19 Décembre 2018 -10h01

par Sébastien Bétrisey

Le nénuphar nain (Nuphar pumila) est en forte régression dans toute l'Europe, et en particulier en Suisse, notamment en raison de son hybridation avec son proche parent, le nénuphar jaune. En collaboration avec d'autres institutions, le Musée d'histoire naturelle de Fribourg étudie les mécanismes de cette hybridation afin de proposer des mesures de conservation pour la sauvegarde de cette espèce rare de plante aquatique.

Nuphar pumila projet scientifique
Nuphar pumila projet scientifique © Tous droits réservés - MHNF
Distribution

Le nénuphar nain affectionne les eaux stagnantes et pauvres en nutriments des lacs et des étangs. Son aire de répartition principale s'étend de la Scandinavie à la Sibérie orientale, avec des populations fragmentées le long du massif alpin. Cette distribution témoigne du changement climatique qui suivit la dernière glaciation et repoussa les espèces préférant des conditions fraîches vers des stations isolées en altitude ou vers le nord. En ce sens, le nénuphar nain est l'une des reliques glaciaires les plus emblématiques d'Europe centrale.

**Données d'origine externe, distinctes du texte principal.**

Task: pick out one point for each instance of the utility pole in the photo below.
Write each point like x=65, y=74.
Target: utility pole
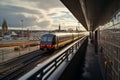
x=22, y=29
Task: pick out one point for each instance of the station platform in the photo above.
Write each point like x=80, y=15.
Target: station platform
x=84, y=66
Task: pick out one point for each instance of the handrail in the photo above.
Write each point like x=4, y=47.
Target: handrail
x=44, y=72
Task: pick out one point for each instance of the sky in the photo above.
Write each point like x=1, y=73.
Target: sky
x=37, y=15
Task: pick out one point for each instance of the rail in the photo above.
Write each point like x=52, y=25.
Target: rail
x=44, y=72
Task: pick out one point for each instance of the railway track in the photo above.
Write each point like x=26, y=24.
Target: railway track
x=26, y=63
x=21, y=65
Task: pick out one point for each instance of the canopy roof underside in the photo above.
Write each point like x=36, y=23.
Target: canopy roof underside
x=92, y=13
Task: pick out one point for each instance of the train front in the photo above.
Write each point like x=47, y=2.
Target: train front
x=47, y=42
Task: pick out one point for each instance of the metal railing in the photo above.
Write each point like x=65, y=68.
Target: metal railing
x=44, y=72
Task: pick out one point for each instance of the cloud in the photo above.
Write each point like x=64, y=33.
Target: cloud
x=36, y=14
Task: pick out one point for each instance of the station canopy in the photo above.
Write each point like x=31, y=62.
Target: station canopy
x=92, y=13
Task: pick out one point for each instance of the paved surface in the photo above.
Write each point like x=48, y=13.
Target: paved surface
x=92, y=69
x=9, y=53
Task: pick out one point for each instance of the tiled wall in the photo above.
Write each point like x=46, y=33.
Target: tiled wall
x=109, y=45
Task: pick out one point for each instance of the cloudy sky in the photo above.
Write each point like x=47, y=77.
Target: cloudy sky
x=36, y=14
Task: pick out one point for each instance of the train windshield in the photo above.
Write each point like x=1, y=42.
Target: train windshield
x=47, y=39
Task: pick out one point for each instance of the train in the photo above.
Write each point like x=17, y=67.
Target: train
x=53, y=41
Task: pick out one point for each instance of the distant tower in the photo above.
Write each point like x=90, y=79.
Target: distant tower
x=4, y=28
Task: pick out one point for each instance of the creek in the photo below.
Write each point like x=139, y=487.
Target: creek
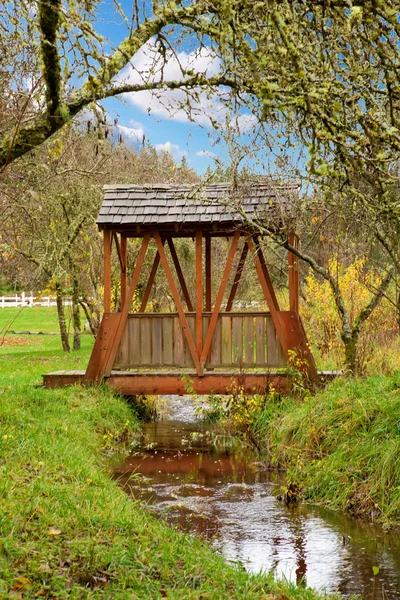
x=187, y=475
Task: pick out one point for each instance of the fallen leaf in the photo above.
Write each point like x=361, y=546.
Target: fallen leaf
x=23, y=581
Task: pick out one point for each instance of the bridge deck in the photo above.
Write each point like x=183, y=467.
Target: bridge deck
x=183, y=382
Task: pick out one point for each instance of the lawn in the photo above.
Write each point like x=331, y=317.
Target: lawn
x=66, y=529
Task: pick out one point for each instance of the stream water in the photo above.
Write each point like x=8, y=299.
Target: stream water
x=227, y=498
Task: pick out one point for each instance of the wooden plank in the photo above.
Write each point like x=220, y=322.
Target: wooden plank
x=180, y=275
x=124, y=272
x=136, y=384
x=237, y=340
x=125, y=310
x=208, y=274
x=215, y=352
x=269, y=293
x=199, y=292
x=188, y=360
x=237, y=277
x=226, y=340
x=145, y=341
x=178, y=304
x=220, y=296
x=260, y=255
x=179, y=343
x=122, y=358
x=135, y=357
x=293, y=269
x=248, y=341
x=168, y=340
x=260, y=339
x=156, y=341
x=107, y=270
x=102, y=347
x=272, y=356
x=150, y=281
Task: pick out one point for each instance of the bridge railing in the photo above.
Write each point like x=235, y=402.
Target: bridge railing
x=245, y=339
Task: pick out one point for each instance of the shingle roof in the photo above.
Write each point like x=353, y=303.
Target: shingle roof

Sur les dix-sept populations naturelles de nénuphar nain existant dans le passé en Suisse, seules quatre subsistent encore aujourd'hui : une dans le canton de Saint-Gall, une dans celui de Zurich et deux à Fribourg, dans le lac de Lussy près de Châtel-St-Denis, et dans le lac des Joncs au-dessus des Paccots. L'eutrophisation et les nombreuses modifications du paysage et du milieu naturel ont été jusqu'à présent les causes principales de sa disparition. Mais une menace parfois imperceptible  pèse encore sur les dernières populations de l'arc alpin: l'hybridation avec son proche parent le nénuphar jaune (Nuphar lutea). En effet, ces deux espèces forment un hybride fertile très compétitif qui se développe très rapidement au détriment de ses géniteurs.

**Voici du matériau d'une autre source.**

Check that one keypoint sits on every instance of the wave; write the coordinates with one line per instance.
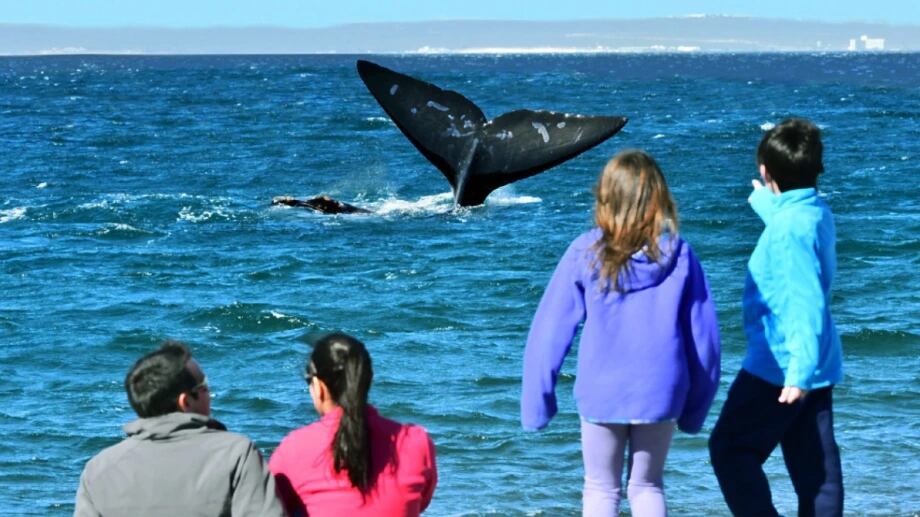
(881, 342)
(247, 317)
(122, 231)
(191, 215)
(12, 214)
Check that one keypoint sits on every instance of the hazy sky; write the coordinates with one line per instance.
(311, 13)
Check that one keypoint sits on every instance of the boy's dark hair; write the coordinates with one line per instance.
(156, 380)
(792, 152)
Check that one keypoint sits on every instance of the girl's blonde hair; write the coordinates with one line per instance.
(633, 207)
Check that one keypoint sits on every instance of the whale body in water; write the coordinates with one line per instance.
(475, 154)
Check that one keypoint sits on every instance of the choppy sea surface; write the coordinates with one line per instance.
(135, 206)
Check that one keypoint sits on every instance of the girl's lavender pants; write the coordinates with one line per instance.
(604, 446)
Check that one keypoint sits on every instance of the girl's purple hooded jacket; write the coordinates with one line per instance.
(649, 354)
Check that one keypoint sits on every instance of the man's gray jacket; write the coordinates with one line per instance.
(178, 464)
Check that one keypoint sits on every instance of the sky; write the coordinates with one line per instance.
(312, 14)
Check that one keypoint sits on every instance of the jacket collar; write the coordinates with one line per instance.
(160, 427)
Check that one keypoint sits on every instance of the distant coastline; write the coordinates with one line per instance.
(678, 34)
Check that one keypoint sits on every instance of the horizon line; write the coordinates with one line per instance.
(454, 20)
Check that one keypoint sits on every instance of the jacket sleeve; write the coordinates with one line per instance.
(763, 201)
(254, 486)
(700, 328)
(801, 304)
(84, 506)
(554, 325)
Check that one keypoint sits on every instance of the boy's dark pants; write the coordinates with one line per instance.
(751, 425)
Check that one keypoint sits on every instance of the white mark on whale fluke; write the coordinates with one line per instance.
(542, 130)
(439, 107)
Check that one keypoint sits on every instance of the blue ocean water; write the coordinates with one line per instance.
(135, 206)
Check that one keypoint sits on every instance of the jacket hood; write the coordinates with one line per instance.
(642, 272)
(164, 426)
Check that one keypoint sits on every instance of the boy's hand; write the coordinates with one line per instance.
(791, 394)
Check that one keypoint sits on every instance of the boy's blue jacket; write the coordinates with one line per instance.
(650, 354)
(791, 337)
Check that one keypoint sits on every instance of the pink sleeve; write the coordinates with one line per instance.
(283, 486)
(430, 471)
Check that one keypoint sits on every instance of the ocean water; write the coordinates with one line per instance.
(135, 206)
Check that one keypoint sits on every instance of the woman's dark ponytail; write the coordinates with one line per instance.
(343, 364)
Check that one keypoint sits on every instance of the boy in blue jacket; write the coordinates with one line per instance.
(782, 396)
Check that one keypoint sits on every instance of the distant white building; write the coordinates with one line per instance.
(872, 43)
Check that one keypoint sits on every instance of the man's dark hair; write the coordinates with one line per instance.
(793, 154)
(156, 380)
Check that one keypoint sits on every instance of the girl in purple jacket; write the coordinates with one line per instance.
(648, 358)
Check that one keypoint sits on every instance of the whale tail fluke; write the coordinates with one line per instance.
(475, 154)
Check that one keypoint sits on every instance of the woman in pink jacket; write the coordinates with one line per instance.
(352, 461)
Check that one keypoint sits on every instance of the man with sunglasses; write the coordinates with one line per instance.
(176, 460)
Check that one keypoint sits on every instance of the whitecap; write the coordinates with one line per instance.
(506, 196)
(542, 130)
(433, 204)
(187, 214)
(12, 214)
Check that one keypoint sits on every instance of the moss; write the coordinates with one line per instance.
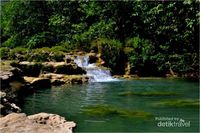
(105, 110)
(151, 93)
(179, 103)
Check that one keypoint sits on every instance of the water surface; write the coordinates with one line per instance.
(71, 101)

Sur les dix-sept populations naturelles de nénuphar nain existant dans le passé en Suisse, seules quatre subsistent encore aujourd'hui (...)

Objets d'étude

Le Musée d'histoire naturelle de Fribourg, l'Université de Lausanne et le Jardin botanique de l'Université de Fribourg étudient les mécanismes de cette hybridation. Afin de prendre en considération l'ensemble de l'arc alpin, des échantillons de feuilles ont été récoltés et analysés non seulement en Suisse, mais aussi dans les pays voisins que sont l'Autriche, l'Allemagne et la France.

Nuphar pumila
Nuphar pumila © Tous droits réservés - Gregor Kozlowski
Nuphar pumila
Résultats

Les résultats sont très inquiétants puisque sur plus de 60 % des populations analysées, des processus d'hybridation étaient déjà en cours à des stades plus ou moins importants. A l'échelle de l'arc alpin, ce n'est plus qu'une poignée de populations pures de nénuphars nains qui subsistent encore entre le Tyrol et le massif des Vosges.

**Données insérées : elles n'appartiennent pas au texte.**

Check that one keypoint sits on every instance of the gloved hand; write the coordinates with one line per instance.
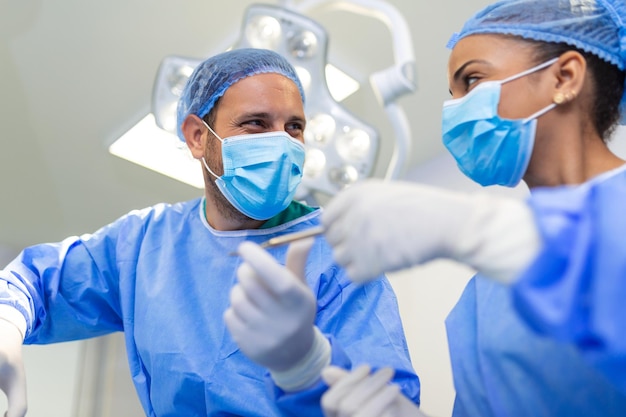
(272, 309)
(12, 374)
(380, 226)
(361, 394)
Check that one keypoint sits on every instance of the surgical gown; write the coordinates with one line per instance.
(163, 276)
(575, 291)
(553, 344)
(502, 368)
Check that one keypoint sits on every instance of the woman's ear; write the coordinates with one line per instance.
(570, 77)
(193, 129)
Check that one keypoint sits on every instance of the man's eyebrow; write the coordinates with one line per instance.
(260, 115)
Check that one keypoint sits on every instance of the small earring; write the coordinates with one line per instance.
(559, 98)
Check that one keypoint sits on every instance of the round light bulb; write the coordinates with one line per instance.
(343, 176)
(303, 45)
(320, 129)
(353, 145)
(263, 32)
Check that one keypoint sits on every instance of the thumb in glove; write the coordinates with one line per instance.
(272, 309)
(360, 393)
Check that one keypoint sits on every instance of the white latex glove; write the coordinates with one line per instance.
(12, 374)
(272, 309)
(380, 226)
(361, 394)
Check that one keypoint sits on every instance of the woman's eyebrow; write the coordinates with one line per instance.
(458, 72)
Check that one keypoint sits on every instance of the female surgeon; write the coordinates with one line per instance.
(537, 91)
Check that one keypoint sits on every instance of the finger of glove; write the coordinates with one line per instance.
(275, 277)
(16, 395)
(333, 398)
(332, 374)
(365, 391)
(382, 402)
(297, 255)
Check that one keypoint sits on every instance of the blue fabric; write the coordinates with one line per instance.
(502, 368)
(594, 26)
(210, 80)
(487, 148)
(162, 276)
(575, 291)
(261, 172)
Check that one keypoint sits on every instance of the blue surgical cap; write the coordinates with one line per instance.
(594, 26)
(210, 80)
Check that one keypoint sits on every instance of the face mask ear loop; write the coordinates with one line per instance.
(530, 71)
(539, 113)
(204, 160)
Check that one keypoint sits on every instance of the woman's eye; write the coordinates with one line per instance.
(469, 81)
(295, 126)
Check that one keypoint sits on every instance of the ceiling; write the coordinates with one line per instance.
(76, 74)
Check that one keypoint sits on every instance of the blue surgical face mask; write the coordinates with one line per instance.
(489, 149)
(261, 172)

Il est nécessaire et même urgent de mettre en place un plan de sauvegarde du nénuphar nain à l'échelle européenne. Les efforts de conservation doivent se porter principalement sur les populations de nénuphars nains de génotype pur. En outre, il faudrait que chaque souche encore pure soit préservée dans un jardin botanique afin d'éviter tout risque accidentel d'hybridation.